Perfect Gluten Free Waffles – not just for the weekends!

I make these waffles, nearly everyday for our family because they are fast, high in protein, nutritious and most of all – my kids love them! I know it may seem like just one more thing that your busy schedule doesn’t permit, but honestly sending your kids out of the house in the morning with a good solid breakfast is one of the best things you can do for them. I know how hectic mornings can be but making a commitment to starting the day out right is important. It gives their little brains fuel for learning and thriving.

Start with 2 cups of Gluten Free flour. I find the commercial mixes of gluten free flours to be loaded with a lot of unneccessary starches, so I always mix my own. This is my favorite combination:

1 cup Quinoa flour
1 cup Amaranth flour (If I can’t find Amaranth flour in the stores, I substitute 3/4 c. buckwheat and 1/4 c. wholegrain rice flour, which is also very tasty and nutritious)

2 cups warm water
2 Tbsp whey* (I make my own)

Mix the flours together the day or night before and combine them with 2 cups of warm water + whey.

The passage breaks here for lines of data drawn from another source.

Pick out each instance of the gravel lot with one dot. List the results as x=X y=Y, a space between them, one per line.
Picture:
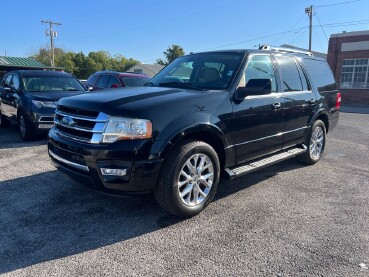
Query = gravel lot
x=286 y=220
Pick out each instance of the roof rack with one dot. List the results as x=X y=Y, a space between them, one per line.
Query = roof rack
x=285 y=49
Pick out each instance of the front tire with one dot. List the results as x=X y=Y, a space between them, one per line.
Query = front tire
x=25 y=128
x=315 y=142
x=188 y=179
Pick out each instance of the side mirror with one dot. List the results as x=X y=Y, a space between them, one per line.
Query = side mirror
x=255 y=87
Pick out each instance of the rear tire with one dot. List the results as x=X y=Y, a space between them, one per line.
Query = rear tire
x=188 y=178
x=3 y=121
x=315 y=143
x=25 y=129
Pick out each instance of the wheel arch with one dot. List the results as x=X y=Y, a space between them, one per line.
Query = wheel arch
x=206 y=133
x=323 y=116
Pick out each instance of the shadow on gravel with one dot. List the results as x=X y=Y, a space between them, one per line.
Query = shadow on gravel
x=10 y=138
x=48 y=216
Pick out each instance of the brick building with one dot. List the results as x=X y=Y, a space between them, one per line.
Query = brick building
x=348 y=57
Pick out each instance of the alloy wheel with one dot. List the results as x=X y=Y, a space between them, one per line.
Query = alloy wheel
x=195 y=179
x=317 y=142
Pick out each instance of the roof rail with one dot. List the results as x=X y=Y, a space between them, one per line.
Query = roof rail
x=285 y=49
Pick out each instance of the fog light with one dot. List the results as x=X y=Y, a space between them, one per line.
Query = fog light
x=45 y=126
x=114 y=171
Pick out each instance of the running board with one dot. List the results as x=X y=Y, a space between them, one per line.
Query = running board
x=264 y=162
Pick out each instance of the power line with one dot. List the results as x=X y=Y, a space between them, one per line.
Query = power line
x=336 y=4
x=303 y=32
x=249 y=40
x=293 y=26
x=320 y=43
x=51 y=33
x=321 y=26
x=155 y=24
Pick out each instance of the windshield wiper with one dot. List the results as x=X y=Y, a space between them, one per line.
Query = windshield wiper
x=72 y=89
x=149 y=84
x=180 y=85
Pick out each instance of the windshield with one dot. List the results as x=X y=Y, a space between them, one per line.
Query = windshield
x=51 y=83
x=205 y=71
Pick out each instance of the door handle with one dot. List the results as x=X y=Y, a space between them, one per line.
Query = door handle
x=311 y=101
x=276 y=106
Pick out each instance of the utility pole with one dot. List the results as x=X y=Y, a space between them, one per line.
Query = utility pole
x=309 y=11
x=51 y=34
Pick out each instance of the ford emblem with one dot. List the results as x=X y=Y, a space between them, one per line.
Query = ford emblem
x=68 y=121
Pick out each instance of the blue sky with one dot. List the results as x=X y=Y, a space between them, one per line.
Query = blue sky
x=143 y=29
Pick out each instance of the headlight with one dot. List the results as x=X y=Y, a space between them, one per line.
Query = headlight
x=43 y=104
x=119 y=128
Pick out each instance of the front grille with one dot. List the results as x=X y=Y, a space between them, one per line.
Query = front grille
x=80 y=125
x=78 y=112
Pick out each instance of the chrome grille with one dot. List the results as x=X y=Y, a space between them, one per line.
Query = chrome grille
x=80 y=125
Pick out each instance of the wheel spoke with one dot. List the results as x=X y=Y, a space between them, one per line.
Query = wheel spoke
x=195 y=196
x=203 y=194
x=202 y=163
x=195 y=180
x=187 y=190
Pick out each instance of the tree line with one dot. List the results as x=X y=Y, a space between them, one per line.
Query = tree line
x=82 y=66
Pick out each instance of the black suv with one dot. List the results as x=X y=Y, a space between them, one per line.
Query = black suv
x=226 y=111
x=29 y=97
x=114 y=79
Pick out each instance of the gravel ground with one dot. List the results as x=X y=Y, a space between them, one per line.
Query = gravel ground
x=286 y=220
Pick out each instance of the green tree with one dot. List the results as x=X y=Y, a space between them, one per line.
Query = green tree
x=83 y=66
x=171 y=54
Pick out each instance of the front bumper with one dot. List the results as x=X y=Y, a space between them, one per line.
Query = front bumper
x=83 y=162
x=41 y=122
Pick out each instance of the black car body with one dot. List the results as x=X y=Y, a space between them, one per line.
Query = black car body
x=237 y=110
x=29 y=97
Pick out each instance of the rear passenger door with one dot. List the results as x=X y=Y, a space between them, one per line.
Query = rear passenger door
x=299 y=100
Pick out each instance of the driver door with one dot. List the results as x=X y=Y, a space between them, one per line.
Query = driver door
x=258 y=119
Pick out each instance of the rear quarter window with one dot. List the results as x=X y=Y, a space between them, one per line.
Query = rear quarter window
x=92 y=79
x=320 y=74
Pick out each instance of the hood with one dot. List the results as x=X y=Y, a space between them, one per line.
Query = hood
x=53 y=96
x=114 y=101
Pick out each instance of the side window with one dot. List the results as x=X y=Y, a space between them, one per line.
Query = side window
x=7 y=81
x=290 y=76
x=92 y=80
x=103 y=81
x=259 y=67
x=15 y=82
x=304 y=79
x=113 y=81
x=320 y=74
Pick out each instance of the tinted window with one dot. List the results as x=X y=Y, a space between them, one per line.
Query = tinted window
x=304 y=79
x=50 y=83
x=15 y=82
x=290 y=75
x=260 y=67
x=134 y=82
x=92 y=79
x=8 y=80
x=113 y=81
x=103 y=81
x=320 y=74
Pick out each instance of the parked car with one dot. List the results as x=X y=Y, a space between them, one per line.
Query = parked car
x=114 y=79
x=205 y=113
x=29 y=97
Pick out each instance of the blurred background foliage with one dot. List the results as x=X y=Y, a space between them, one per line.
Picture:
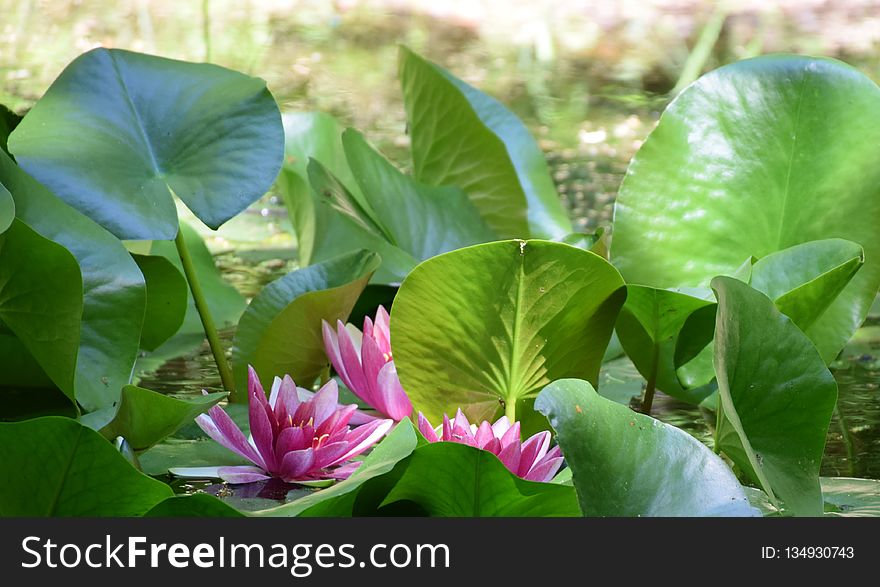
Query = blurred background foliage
x=589 y=77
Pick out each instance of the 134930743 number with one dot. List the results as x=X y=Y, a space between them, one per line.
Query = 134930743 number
x=795 y=552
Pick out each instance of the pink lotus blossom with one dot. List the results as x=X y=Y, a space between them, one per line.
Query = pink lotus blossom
x=530 y=460
x=364 y=363
x=292 y=439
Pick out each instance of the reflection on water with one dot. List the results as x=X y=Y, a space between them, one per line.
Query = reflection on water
x=853 y=444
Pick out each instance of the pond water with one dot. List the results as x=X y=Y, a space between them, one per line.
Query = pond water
x=853 y=443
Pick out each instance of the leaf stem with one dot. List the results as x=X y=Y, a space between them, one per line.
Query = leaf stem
x=510 y=409
x=195 y=287
x=651 y=385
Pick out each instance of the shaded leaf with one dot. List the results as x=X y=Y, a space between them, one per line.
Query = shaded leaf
x=776 y=397
x=113 y=289
x=629 y=464
x=280 y=332
x=58 y=467
x=159 y=127
x=167 y=292
x=41 y=301
x=144 y=417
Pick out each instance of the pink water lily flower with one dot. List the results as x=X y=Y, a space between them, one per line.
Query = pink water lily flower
x=291 y=439
x=364 y=363
x=533 y=459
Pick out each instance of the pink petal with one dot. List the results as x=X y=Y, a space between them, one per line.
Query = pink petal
x=328 y=454
x=219 y=426
x=426 y=429
x=261 y=429
x=362 y=417
x=368 y=327
x=493 y=446
x=363 y=437
x=545 y=470
x=320 y=406
x=484 y=434
x=390 y=393
x=512 y=436
x=501 y=426
x=382 y=330
x=331 y=345
x=461 y=430
x=297 y=464
x=510 y=455
x=372 y=362
x=533 y=450
x=242 y=474
x=291 y=439
x=338 y=420
x=351 y=359
x=287 y=402
x=447 y=429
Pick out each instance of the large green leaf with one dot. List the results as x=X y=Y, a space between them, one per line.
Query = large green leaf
x=649 y=326
x=485 y=326
x=280 y=332
x=321 y=232
x=58 y=467
x=7 y=209
x=144 y=417
x=41 y=301
x=753 y=158
x=803 y=281
x=455 y=480
x=341 y=499
x=118 y=133
x=629 y=464
x=465 y=138
x=113 y=290
x=776 y=397
x=422 y=220
x=167 y=292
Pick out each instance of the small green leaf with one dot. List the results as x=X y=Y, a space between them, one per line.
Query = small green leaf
x=455 y=480
x=465 y=138
x=492 y=324
x=629 y=464
x=167 y=293
x=280 y=332
x=158 y=127
x=41 y=301
x=144 y=417
x=8 y=121
x=58 y=467
x=649 y=327
x=804 y=280
x=419 y=219
x=776 y=397
x=323 y=233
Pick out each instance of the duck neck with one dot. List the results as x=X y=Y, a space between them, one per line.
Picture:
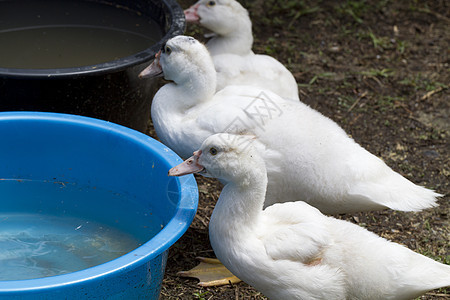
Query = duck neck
x=241 y=202
x=197 y=88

Allow them to soak for 12 to 24 hours in a warm place.

In the morning:
While the waffle iron is heating up, melt your butter and add the eggs, salt, soda and cinnamon to the soaking flours.

2 eggs, lightly beaten
1/2 tsp sea salt
1 tsp baking soda
1-1/2 tsp cinnamon
2 Tbsp melted butter

These waffles need a little bit extra cooking time than the unsoaked, wheat flour kind. Soaking and allowing the flours to begin the fermentation process makes it taste better plus gives the waffles a crispy skin while still spongy on the inside. Plus, it’s healthier, and makes mornings easier.

I’ve also noticed that the soaked slightly fermented, flours don’t stick to the waffle iron so much, allowing me to use less butter than you find in other recipes. The times when I’ve used this recipe and forgot to soak the night before, I have had problems with the mixture sticking to the waffle iron.

*I make my whey by straining yogurt through an unbleached coffee filter and store it in the refrigerator. You can also use vinegar if you don’t have whey.

I love these waffles with a bit of sour cream and an all-fruit marmalade. My kids like theirs with a little yogurt and a dash of maple syrup.

In the afternoons, they are great with a homemade pesto spread or just plain without anything.

Tips for a speedy breakfast:
By soaking the flours ahead of time, you’ve already committed yourself to eating a healthy breakfast and you’ve done some of the work the night before.

If you’re really pressed for time in the mornings, measure out the baking soda, salt and cinnamon ahead of time so they are ready to mix in.

Or you can make them ahead of time and just heat them up in the morning. You’re still getting a much healthier start to the day!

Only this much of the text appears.